Le reste, c’est au joueur de le créer. Bien que ce projet soit “un peu court”, du fait de sa dimension étudiante, le journaliste se dit “assez bluffé par l’immersion” qu’il parvient à susciter.
“Une œuvre fondamentalement fictionnelle”
Le game designer de [08:46], Anthony Krafft, a été longuement interrogé par The Pixel Hunt, fin septembre. Il raconte comment le jeu a pris vie.
Depuis la structure des bâtiments jusqu’aux angles d’impact en passant par les dynamiques sociales dans les tours avant et pendant les incidents, nous nous sommes imprégnés du sujet pour être à la fois justes et précis, et ne pas verser dans le fantasme morbide.
Pour parfaire cette documentation, l’équipe a pu interviewer Brian Clark, un des quatre seuls survivants qui étaient au-dessus des points d’impact lors des attaques.
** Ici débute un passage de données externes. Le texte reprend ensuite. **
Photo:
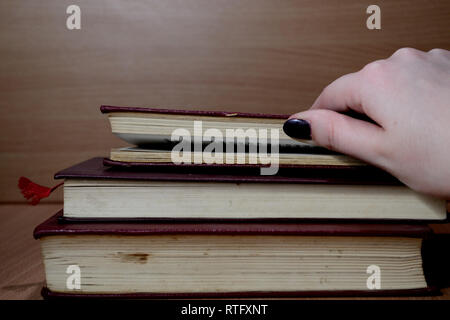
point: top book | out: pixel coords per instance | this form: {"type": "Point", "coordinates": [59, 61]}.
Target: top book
{"type": "Point", "coordinates": [213, 137]}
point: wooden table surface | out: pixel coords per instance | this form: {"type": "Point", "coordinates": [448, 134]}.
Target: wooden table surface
{"type": "Point", "coordinates": [22, 270]}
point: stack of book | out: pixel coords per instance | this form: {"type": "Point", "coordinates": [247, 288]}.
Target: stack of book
{"type": "Point", "coordinates": [190, 212]}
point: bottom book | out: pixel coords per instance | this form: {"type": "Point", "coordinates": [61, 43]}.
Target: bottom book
{"type": "Point", "coordinates": [239, 259]}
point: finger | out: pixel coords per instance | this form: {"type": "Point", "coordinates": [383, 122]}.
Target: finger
{"type": "Point", "coordinates": [342, 95]}
{"type": "Point", "coordinates": [335, 131]}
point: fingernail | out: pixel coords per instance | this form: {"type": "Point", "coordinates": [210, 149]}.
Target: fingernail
{"type": "Point", "coordinates": [297, 128]}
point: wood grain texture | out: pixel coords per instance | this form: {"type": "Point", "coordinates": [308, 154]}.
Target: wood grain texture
{"type": "Point", "coordinates": [251, 56]}
{"type": "Point", "coordinates": [21, 267]}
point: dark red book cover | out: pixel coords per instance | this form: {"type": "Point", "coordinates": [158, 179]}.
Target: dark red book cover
{"type": "Point", "coordinates": [96, 168]}
{"type": "Point", "coordinates": [432, 249]}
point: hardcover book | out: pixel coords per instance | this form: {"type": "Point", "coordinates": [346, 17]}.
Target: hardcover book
{"type": "Point", "coordinates": [246, 259]}
{"type": "Point", "coordinates": [152, 131]}
{"type": "Point", "coordinates": [93, 191]}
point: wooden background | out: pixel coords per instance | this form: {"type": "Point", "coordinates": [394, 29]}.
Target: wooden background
{"type": "Point", "coordinates": [238, 55]}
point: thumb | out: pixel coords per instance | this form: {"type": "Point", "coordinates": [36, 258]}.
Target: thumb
{"type": "Point", "coordinates": [338, 132]}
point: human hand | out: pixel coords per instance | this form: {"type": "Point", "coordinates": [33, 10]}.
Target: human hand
{"type": "Point", "coordinates": [408, 96]}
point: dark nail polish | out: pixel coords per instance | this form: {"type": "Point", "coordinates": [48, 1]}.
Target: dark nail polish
{"type": "Point", "coordinates": [297, 128]}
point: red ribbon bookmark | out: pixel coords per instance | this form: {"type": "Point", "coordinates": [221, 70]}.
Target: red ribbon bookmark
{"type": "Point", "coordinates": [34, 192]}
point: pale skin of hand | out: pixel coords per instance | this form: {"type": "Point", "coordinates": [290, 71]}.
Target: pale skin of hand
{"type": "Point", "coordinates": [408, 96]}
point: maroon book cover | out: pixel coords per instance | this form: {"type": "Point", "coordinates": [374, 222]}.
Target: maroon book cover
{"type": "Point", "coordinates": [96, 168]}
{"type": "Point", "coordinates": [110, 109]}
{"type": "Point", "coordinates": [434, 269]}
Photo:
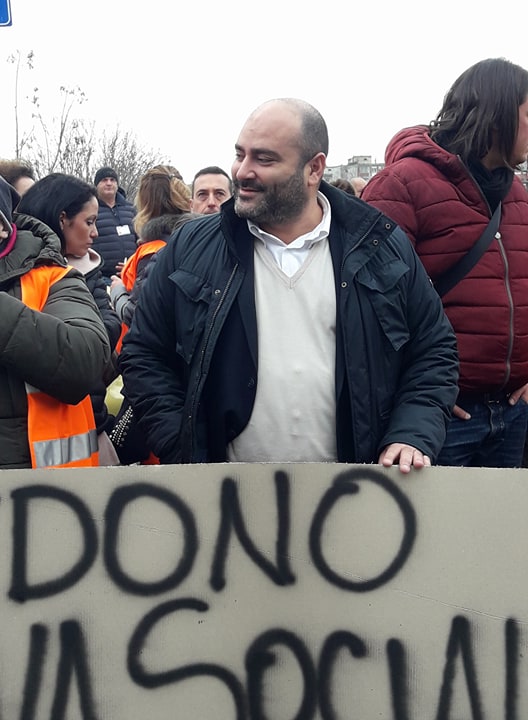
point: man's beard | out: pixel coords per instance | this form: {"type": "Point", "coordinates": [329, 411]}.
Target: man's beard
{"type": "Point", "coordinates": [277, 203]}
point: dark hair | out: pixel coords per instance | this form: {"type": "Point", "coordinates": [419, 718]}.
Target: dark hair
{"type": "Point", "coordinates": [13, 170]}
{"type": "Point", "coordinates": [313, 137]}
{"type": "Point", "coordinates": [482, 108]}
{"type": "Point", "coordinates": [54, 194]}
{"type": "Point", "coordinates": [212, 170]}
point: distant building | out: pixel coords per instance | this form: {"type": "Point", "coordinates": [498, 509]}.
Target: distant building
{"type": "Point", "coordinates": [357, 166]}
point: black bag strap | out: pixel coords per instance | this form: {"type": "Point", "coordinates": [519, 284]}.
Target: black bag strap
{"type": "Point", "coordinates": [454, 275]}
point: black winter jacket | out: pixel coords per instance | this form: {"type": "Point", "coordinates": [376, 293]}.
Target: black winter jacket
{"type": "Point", "coordinates": [189, 361]}
{"type": "Point", "coordinates": [62, 350]}
{"type": "Point", "coordinates": [110, 245]}
{"type": "Point", "coordinates": [90, 266]}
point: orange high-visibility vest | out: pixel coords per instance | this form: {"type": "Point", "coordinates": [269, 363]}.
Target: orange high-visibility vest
{"type": "Point", "coordinates": [129, 274]}
{"type": "Point", "coordinates": [60, 435]}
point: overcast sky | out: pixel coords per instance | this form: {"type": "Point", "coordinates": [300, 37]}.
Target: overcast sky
{"type": "Point", "coordinates": [183, 77]}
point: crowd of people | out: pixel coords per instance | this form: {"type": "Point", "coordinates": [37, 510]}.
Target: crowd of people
{"type": "Point", "coordinates": [269, 316]}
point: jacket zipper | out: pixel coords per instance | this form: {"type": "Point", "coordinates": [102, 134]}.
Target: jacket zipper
{"type": "Point", "coordinates": [506, 280]}
{"type": "Point", "coordinates": [207, 338]}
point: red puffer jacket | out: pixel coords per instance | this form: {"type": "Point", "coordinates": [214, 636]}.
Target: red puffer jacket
{"type": "Point", "coordinates": [433, 197]}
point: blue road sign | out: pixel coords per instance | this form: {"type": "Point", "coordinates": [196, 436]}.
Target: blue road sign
{"type": "Point", "coordinates": [5, 12]}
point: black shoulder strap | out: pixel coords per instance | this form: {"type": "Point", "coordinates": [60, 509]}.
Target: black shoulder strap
{"type": "Point", "coordinates": [451, 277]}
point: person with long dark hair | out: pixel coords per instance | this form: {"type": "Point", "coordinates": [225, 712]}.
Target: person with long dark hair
{"type": "Point", "coordinates": [450, 185]}
{"type": "Point", "coordinates": [69, 206]}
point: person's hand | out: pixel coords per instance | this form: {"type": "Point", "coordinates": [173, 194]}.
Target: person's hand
{"type": "Point", "coordinates": [115, 281]}
{"type": "Point", "coordinates": [516, 395]}
{"type": "Point", "coordinates": [406, 456]}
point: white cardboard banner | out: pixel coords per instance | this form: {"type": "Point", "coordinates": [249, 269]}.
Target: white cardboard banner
{"type": "Point", "coordinates": [264, 592]}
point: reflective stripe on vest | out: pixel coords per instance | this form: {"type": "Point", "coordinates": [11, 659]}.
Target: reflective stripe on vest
{"type": "Point", "coordinates": [60, 435]}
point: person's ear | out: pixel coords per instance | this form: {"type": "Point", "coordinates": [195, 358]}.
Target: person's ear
{"type": "Point", "coordinates": [316, 167]}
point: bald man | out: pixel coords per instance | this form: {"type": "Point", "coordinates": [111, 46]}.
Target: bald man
{"type": "Point", "coordinates": [296, 325]}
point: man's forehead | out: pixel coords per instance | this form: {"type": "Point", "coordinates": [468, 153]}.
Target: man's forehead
{"type": "Point", "coordinates": [270, 128]}
{"type": "Point", "coordinates": [211, 179]}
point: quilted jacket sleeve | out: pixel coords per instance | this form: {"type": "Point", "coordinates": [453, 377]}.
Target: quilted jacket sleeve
{"type": "Point", "coordinates": [62, 350]}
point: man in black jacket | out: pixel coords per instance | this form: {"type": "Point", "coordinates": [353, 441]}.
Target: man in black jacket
{"type": "Point", "coordinates": [115, 223]}
{"type": "Point", "coordinates": [295, 325]}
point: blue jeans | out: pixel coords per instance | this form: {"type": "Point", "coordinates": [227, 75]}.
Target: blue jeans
{"type": "Point", "coordinates": [493, 437]}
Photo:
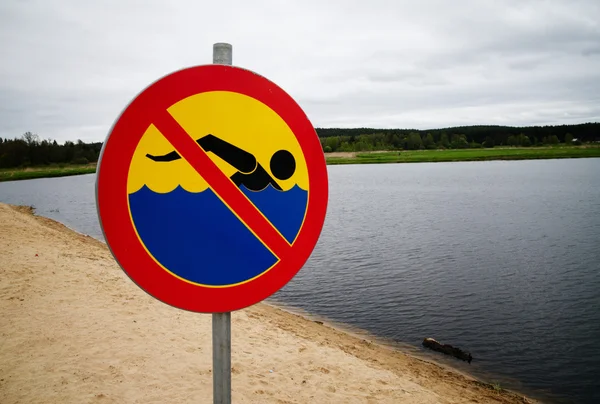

Anthony Krafft est conscient des limites de l’expérience, notamment les écarts qu’il a pris avec la réalité.
Il est tout de même important de noter que [08:46] représente une version synthétique, condensée et hautement incomplète des événements individuels survenus dans les Tours, tant d’un point de vue humain que temporel, et qu’il reste donc fondamentalement une œuvre fictionnelle.
Selon lui, la grande force de [08:46] réside justement dans cette distance, qui permet de créer de l’émotion.
Selon notre approche du jeu vidéo, nous nous sommes naturellement dirigés vers une approche empathique de l’événement en choisissant de le représenter directement du point de vue des victimes, en essayant de justement reproduire leur schéma émotionnel.
Ces expériences, si elles sont produites avec soin et honnêteté, peuvent apporter une appréhension du réel à échelle humaine que d’autres médias ne peuvent sans doute qu’effleurer.